We feel an impetus to do things alone; to provide for ourselves. We only want to look out for ourselves and we do not work together in our families. Our economic influence is strained because we are not coordinated. Then when we do find organization within our family we exclude the rest of the neighborhood and only seek to accrue wealth for our family. The breakdown of the family is individualism, however the breakdown of the nation is tribalism.
In 1821, General Nat Turner fled a cruel master. After 30 days of pursuing him, the slave catchers could not find him and gave up the search. Turner had gotten away! However, to the amazement of his fellow bondsmen and his master he returned to the plantation with intentions of sword.
In this true story, we find the essence of a true revolutionary; the denial of one’s own pleasures and happiness in the interest of the well-being of the collective; even a collective that is out of its mind and wants to do harm to those who seek to liberate them and protect those who seek to enslave them. The essence of a revolutionary is self-denial. Had the Prophet prioritized his individual wants for freedom over the reality of collective suffering we would not be able to study one of the greatest demonstrations of self-determination by an overwhelmingly oppressed people in all of modern history. Perhaps his denial of those individual desires was caused by his far sighted understanding that the collective predicament would not change and that it was the collective predicament that reality mattered.

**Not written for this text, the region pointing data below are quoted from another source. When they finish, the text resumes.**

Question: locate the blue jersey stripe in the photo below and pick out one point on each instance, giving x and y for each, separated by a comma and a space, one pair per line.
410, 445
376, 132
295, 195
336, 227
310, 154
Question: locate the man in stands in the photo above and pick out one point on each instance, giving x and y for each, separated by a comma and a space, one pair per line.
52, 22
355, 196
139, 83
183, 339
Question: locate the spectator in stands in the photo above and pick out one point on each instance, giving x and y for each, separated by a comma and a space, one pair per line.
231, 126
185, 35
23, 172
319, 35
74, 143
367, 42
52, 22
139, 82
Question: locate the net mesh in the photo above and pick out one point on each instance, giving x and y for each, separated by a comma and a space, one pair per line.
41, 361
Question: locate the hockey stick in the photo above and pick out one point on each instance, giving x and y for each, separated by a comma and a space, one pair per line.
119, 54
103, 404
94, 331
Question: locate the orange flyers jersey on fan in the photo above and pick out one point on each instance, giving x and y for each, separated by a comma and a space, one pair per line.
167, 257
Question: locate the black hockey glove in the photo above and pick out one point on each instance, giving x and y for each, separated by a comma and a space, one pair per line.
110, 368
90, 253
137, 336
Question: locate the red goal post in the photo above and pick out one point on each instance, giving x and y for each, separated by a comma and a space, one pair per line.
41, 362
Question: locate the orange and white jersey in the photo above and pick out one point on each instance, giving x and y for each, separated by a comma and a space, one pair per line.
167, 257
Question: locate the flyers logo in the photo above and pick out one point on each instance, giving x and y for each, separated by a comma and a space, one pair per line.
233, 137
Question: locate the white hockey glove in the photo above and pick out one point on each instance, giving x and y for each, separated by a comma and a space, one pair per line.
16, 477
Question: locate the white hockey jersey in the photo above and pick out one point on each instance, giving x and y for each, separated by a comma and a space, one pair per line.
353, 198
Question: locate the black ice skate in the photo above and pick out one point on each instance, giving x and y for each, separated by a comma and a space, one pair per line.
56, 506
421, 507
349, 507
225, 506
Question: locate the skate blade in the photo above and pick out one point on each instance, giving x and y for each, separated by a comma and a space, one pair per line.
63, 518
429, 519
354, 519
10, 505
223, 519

Viewing themselves as separate from the environment that produced them and others, In 1849, Harriet Tubman made her escape from bondage in Maryland along with her two brothers, Ben and Henry. Why would she return countless times to free others ?

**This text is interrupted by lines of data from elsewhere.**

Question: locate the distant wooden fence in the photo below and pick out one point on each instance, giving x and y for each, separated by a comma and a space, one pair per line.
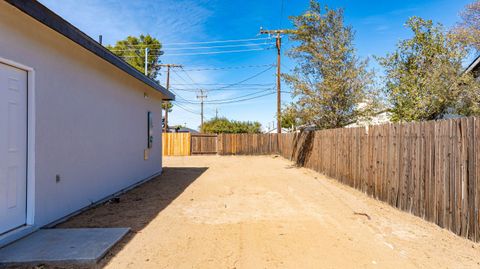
247, 144
430, 169
176, 144
204, 143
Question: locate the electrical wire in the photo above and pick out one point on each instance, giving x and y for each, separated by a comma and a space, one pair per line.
214, 52
210, 42
247, 79
195, 48
225, 68
217, 101
186, 109
202, 53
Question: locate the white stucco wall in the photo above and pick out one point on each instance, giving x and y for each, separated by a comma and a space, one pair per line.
91, 119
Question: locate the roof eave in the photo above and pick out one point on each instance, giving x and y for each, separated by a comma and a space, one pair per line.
47, 17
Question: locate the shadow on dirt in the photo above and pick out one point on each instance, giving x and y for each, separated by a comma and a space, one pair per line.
138, 207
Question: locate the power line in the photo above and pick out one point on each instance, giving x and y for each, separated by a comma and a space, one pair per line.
233, 99
242, 100
226, 67
247, 79
228, 89
202, 53
186, 109
281, 14
208, 42
220, 84
214, 52
207, 47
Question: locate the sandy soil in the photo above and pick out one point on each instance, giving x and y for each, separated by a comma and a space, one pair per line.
260, 212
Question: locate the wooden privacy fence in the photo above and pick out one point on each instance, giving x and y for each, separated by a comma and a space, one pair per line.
429, 169
247, 144
176, 144
204, 144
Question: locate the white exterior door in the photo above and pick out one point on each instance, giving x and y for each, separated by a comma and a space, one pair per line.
13, 147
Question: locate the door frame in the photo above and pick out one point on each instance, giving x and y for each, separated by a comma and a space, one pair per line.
30, 210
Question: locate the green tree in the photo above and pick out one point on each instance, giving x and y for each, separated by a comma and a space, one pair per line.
329, 79
132, 50
468, 30
223, 125
424, 77
289, 117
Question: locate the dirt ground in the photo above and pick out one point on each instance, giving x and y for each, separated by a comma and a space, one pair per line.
261, 212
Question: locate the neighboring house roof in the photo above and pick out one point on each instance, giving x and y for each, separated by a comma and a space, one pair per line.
474, 67
47, 17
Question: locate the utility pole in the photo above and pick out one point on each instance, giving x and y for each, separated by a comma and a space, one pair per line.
279, 46
168, 66
202, 95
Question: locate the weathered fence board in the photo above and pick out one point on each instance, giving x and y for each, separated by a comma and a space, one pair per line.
175, 144
204, 144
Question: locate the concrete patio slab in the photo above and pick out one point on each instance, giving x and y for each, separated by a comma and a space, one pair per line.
83, 246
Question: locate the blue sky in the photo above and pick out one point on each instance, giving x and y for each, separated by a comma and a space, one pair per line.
378, 26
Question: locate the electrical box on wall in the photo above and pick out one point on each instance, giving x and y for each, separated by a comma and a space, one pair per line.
146, 152
149, 130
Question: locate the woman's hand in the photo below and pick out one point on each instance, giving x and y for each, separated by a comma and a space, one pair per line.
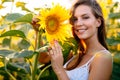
56, 57
57, 61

The individual as a socio-political phenomenon is produced by difficult environments and a western value system. People who live in individualist cultures tend to believe that independence, competition, and personal achievement are important.This valuing of independence, self-sufficiency, and self-definition leads to social behaviors driven by the desires of individuals.
The western idea of the individual is in direct contrast with the Afrikan concept of personhood. At the heart of the wealth and power of a group of people lies their ability to cooperate and coordinate their actions. A crisis of identity is keeping us stagnant. We must look at our cultural traditions, norms and values and critically assess which serve our agenda and which do not.